A Neapolitan actress, author and director, Cristina Donadio has a very long career that began in the theatre in the 1970s, then moved on to the cinema, but achieved true fame thanks to the role of the camorrist Scianel in the cult Italian series Gomorra.
Beginnings
Born in Naples in 1960, Cristina Donadio first took the stage alongside the great Nino Taranto in 1977. In the years to come, she would also work alongside other big names in Neapolitan acting such as Eduardo De Filippo and Aldo Giuffrè. He worked closely with other high-profile theatre personalities such as Mico Galdieri, Aroldo Tieri, Edmo Fenoglio and the excellent Gianni Agus.
The film debut
As early as 1978, she made her film debut in Werner Schroeter’s film Nel Regno di Napoli, alongside Dino Mele and Ida Di Benedetto.

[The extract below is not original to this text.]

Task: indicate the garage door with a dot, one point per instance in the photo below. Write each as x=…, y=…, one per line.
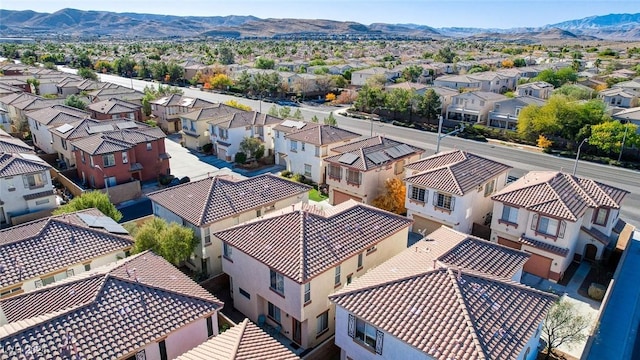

To her, goes the role of the young Vittoria. In the 1980s, she was directed by Pasquale Squitieri in Razza selvaggia, then passed under the watchful eye of the great Liliana Cavani in La pelle (1981) and in front of the lens of Vittorio Caprioli for Stangata napoletana (1982).
Happy Encounters
Highly appreciated by Pappi Corsicato, who strongly wanted her in some of his most famous productions of the 1990s and 2000s (Libera, I buchi neri, I vesuviani, Chimera and in the television series Vivi e lascia vivere), she was also often directed by Pasquale Marrazzo (Malemare, Asuddelsole) and Edoardo De Angelis (Perez and the splendid Il vizio della speranza), who will entrust her with strong female characters, often defeated by life and disillusioned by any form or possibility of redemption. Meanwhile, her meeting with Enzo Moscato and the Teatro di Frontiera marked a crucial change in her activity as a theatre actress, leading her to hone resources and skills that would make her the great and significant performer she is today.
Success
After a good number of television experiences with dramas and miniseries, she joined the cast of Gomorra – La serie, which brought her to definitive national fame. A leading role that Donadio brings home with extreme care, without the fear of appearing grotesque in front of the viewers’ eyes. The lit cigarette always between her fingers, the hoarse voice, the blond hair and a face with soft but broad contours mark a character who makes Italian television history. Rarely has such an incisive protagonist-antagonist been seen on our television screens.
The opening to comedy
Meanwhile, it is the lightness of Stefano Incerti and his La parrucchiera that gives her the best film role she has had so far. Although the film does not stand out for its originality, Donadio is excellent and lively in this neo-feminist Neapolitan-style film, in which she enters powerfully into the scene with the character of Patrizia, at times overshadowing equally good actors such as Pina Turco, Stefania Zambrano, the always perfect Massimiliano Gallo and Arturo Muselli.
The hairdresser opened the door to comedy, which she had previously frequented much less, and allowed her to be directed by Vincenzo Salemme in Con tutto il cuore. Although that disturbing atmosphere of menace that she is able to create with her mere appearance, a legacy left to her by Scianel, never seems to leave her, not even when, in a very brief but terrible appearance, she pierces the screen of the Italian horror film A Classic Horror Story by Roberto De Feo and Paolo Strippoli. In 2022, she returned to drama with Francesco Patierno’s The Cure, in a reinterpretation of Camus’ The Plague.
Director and author Theatrically, she successfully ventures as a director and author of a very special type of ‘figure theatre’. She has staged many plays: ‘…E allora mi hanno rinchiusa…’; ‘Piccola suite in blu minore’; ‘Il Dolore della guerra’; ‘Res-Emotion’; ‘Io, Clitemnestra, il verdetto’; ‘Città di mare con sirene’; ‘Transformation’; ‘Sexton’; and ‘…È tutto qui e nulla è ancora compiuto…’.